Nemmeno a lui aveva detto la verità. Chissà quando avrebbe avuto il coraggio di rivelargli che le loro strade si sarebbero presto separate. Portava quel peso dal giorno in cui avevano organizzato il suo diciottesimo e aveva visto Stan prepararsi per i test attitudinali. Fino a quel momento, non ci aveva neppure pensato.
Mise la tazza ormai vuota nel lavandino, la riempì d'acqua e afferrò la giacca che aveva lasciato su una sedia.
-Sbrigatevi.- Asserì di nuovo rivolto ai gemelli, più deciso di prima, e non udì le loro risposte infastidite, perché sulla porta della cucina era comparsa Maggie, e per un po' tutto il resto agli occhi del giovane scomparve.
La donna gli sorrise gentilmente.-Ci penso io.- Gli disse, facendo un cenno verso i bambini.
Richie le stampò un bacio sulla guancia e sparì nel salotto.
Pochi minuti dopo il resto della famiglia sentì il rumore della porta d'ingresso che veniva chiusa frettolosamente.

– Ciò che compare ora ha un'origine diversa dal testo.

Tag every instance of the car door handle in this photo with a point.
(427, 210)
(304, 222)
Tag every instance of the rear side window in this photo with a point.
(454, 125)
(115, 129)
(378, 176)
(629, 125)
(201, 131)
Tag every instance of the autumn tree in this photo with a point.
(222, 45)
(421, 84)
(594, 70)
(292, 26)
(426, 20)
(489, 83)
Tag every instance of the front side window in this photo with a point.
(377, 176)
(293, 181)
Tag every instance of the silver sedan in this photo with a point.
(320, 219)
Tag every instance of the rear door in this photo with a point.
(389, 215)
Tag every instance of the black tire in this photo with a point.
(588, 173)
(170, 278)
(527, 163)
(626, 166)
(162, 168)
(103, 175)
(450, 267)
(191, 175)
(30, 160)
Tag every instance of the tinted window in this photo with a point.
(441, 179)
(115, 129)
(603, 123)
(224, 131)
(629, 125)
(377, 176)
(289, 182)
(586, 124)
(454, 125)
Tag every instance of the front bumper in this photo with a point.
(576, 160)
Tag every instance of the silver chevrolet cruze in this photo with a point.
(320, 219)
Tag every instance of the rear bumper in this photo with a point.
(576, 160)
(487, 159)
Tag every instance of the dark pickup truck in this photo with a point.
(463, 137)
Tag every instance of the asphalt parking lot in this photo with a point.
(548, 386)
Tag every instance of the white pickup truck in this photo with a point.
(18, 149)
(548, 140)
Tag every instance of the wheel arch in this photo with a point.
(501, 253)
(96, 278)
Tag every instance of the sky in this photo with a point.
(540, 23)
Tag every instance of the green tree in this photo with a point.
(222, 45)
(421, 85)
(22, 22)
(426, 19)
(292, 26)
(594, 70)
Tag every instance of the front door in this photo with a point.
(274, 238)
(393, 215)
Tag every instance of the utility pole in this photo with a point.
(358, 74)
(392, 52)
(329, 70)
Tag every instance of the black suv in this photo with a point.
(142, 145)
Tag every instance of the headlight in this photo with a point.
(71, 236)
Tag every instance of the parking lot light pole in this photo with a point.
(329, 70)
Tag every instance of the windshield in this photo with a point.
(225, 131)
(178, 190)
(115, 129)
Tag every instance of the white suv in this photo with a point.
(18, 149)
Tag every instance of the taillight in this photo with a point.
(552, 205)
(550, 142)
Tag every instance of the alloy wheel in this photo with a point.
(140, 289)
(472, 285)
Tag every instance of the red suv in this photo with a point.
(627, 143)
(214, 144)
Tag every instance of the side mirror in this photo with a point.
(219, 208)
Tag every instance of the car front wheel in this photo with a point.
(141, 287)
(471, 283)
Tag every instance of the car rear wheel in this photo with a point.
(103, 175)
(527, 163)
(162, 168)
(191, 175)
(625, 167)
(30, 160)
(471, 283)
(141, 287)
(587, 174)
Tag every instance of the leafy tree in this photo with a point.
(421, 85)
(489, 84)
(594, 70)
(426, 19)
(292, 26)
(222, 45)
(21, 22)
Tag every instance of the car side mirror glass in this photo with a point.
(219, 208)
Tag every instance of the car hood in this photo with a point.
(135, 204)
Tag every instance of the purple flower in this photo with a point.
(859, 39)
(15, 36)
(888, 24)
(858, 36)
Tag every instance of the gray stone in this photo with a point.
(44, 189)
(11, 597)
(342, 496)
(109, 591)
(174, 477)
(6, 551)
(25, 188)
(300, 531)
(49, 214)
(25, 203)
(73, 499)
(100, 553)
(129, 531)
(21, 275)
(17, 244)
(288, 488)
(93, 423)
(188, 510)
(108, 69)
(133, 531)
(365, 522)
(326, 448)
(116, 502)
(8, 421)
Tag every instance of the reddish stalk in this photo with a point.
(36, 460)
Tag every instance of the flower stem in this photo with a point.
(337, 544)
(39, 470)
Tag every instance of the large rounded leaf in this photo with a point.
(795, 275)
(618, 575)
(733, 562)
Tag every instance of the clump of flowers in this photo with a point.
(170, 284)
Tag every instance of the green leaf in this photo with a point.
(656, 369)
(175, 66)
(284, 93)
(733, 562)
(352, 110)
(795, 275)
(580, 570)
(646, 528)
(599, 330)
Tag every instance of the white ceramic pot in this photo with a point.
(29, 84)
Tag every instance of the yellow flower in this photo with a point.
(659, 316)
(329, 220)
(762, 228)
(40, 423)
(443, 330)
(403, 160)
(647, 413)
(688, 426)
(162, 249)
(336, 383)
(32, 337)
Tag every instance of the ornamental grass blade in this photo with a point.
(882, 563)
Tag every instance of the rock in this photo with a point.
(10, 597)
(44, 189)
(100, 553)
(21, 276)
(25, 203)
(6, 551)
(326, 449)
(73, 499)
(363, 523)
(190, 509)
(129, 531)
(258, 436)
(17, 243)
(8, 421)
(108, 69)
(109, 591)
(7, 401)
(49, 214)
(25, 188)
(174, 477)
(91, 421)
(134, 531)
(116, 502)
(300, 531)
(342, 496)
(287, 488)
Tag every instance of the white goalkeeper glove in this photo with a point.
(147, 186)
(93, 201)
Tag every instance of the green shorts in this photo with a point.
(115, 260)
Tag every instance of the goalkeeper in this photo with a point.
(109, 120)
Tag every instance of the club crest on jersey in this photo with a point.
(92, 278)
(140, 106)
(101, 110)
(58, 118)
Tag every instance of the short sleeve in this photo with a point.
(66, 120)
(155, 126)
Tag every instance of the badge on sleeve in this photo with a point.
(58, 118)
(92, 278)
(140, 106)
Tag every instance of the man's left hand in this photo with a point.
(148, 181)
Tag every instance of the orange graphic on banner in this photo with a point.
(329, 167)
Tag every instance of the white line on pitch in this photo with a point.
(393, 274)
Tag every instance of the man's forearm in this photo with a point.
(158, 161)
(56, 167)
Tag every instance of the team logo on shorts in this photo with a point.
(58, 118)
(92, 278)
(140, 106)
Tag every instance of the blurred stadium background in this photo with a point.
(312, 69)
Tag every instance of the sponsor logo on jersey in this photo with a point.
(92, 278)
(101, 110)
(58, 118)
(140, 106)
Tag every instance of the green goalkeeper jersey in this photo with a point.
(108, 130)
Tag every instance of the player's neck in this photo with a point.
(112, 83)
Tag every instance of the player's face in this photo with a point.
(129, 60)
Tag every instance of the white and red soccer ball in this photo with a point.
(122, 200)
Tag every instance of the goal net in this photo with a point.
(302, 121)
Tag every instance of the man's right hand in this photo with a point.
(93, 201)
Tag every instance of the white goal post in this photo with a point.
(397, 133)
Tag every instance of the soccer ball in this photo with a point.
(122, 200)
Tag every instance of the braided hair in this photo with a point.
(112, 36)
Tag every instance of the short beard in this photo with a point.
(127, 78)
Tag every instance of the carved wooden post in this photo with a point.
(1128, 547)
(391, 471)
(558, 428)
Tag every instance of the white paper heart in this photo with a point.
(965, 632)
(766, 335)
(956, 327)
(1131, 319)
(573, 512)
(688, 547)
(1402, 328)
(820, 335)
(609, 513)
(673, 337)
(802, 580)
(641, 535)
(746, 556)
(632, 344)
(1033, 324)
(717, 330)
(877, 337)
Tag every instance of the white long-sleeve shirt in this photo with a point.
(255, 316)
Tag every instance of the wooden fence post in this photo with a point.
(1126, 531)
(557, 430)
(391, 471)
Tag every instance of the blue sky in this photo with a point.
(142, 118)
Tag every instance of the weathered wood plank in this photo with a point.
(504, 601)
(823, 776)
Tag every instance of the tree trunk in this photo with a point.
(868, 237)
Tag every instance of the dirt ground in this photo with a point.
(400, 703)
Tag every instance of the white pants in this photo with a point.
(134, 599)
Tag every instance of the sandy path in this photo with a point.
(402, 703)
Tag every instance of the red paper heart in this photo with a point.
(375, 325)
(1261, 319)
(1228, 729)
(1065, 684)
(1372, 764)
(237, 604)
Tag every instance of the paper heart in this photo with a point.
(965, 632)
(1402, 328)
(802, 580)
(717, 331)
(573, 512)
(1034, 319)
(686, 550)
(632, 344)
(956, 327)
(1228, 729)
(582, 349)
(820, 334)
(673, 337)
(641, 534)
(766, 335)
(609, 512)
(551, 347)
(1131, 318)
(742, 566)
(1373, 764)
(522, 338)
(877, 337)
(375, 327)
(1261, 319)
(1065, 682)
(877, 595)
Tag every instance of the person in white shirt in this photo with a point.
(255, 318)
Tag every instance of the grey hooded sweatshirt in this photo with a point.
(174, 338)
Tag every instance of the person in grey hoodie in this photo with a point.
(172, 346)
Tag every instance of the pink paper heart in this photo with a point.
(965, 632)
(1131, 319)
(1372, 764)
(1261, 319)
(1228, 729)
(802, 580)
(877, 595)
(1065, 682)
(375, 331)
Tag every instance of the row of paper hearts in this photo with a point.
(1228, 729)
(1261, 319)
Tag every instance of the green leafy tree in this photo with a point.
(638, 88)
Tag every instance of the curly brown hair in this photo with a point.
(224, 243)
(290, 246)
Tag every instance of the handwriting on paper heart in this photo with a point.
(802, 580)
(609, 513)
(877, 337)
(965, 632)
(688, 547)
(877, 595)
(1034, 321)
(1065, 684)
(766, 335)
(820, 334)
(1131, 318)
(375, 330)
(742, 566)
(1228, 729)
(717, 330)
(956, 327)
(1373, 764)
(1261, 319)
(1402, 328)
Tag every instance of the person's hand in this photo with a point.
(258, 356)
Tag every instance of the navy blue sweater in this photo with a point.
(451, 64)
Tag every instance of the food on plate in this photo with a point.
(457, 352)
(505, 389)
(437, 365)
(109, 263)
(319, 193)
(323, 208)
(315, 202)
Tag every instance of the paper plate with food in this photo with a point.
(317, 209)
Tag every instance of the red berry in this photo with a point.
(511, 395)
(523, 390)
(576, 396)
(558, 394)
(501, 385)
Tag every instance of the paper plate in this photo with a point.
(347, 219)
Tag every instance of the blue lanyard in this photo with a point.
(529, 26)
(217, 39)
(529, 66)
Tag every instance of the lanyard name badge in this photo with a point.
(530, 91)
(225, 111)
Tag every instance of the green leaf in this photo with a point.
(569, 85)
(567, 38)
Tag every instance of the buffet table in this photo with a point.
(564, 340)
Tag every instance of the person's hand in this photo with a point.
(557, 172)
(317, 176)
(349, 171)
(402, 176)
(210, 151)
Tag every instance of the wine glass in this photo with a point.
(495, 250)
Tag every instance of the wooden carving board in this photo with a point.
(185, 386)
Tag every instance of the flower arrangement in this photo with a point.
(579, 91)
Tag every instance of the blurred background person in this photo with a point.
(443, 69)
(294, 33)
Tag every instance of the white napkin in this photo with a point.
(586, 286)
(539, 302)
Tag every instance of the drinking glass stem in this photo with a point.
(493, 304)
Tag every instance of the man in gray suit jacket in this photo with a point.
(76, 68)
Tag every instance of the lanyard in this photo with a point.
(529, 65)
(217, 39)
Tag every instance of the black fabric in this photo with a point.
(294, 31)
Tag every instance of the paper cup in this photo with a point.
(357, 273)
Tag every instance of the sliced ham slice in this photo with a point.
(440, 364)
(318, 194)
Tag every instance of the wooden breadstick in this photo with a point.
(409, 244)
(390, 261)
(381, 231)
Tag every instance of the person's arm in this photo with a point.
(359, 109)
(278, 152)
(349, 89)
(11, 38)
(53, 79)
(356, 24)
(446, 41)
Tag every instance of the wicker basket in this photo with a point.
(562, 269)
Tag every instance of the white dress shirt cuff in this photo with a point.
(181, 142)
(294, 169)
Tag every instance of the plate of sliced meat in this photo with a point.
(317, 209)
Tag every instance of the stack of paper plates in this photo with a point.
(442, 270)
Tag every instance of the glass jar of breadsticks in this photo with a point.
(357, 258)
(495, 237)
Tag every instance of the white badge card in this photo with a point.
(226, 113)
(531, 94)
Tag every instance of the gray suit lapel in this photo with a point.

Maggie si avvicinò al tavolo, tenendo Timothy in braccio. Il bambino si aggrappò alla stoffa della vestaglia mentre si chinava verso gli altri due figli e guardava con attenzione cosa stessero facendo.
Cathy aveva disegnato uno strano scarabocchio, tutto spigoli e marcate linee marroni, ma gli occhi esperti della madre riconobbero una gigantesca torta al cioccolato.
-Che cosa state facendo?- Chiese, e spostò lo sguardo sul disegno di Matthew, altrettanto confusionario.
-Regali.- Rispose il bambino, aggiungendo degli spessi occhiali sul viso di un omino secco e riccioluto.-Per il compleanno di Richie.-
Maggie si raddrizzò, quasi trasalendo, mettendo finalmente a fuoco il disegno del figlio: loro cinque che si tenevano per mano, in mezzo a quello che sembrava un prato. In alto a destra c'era un piccolo sole sorridente.
-É... è domani, vero?- Domandò, sbattendo le ciglia sugli occhi spalancati.
I bambini annuirono, e Maggie fu lieta che fossero così concentrati sulle loro opere d'arte, perché non avrebbero visto il dolore che le stava attraversando il volto sciupato.
Come aveva potuto dimenticarsene? 
Richie, suo figlio, il primo prodotto del suo amore, la prima creatura cui avesse donato la vita, stava crescendo, stava diventando grande, e lei non se n'era neppure resa conto.
Aveva festeggiato i suoi compleanni da quando Wentworth se n'era andato? Non riusciva a ricordarlo. Aveva davvero lasciato che i sedici e i diciassette anni di suo figlio le corressero davanti agli occhi inosservati, come se le settimane, i mesi non fossero passati? Era davvero rimasta immobile al giorno in cui suo marito se n'era andato, incapace di distinguere la mattina dalla sera, il mezzogiorno dalla mezzanotte?
E Richie non aveva detto nulla. Non si era mai lamentato di quelle dimenticanze, anche se era sicura di averlo ferito. Come aveva potuto dimenticarsi di celebrare il giorno in cui l'aveva messo al mondo? Richie era uno dei regali più preziosi che la vita le avesse fatto - la consolazione quotidiana che l'aiutava ad affrontare qualsiasi altro dolore, insieme agli altri tre bambini che aveva avuto.
Aveva dimenticato anche i loro, di compleanni? E che altro si era persa?
Recite, partite, successi, fallimenti, cadute dalla bicicletta, colloqui, voti buoni, voti cattivi, passioni, iniziative, desideri, sogni?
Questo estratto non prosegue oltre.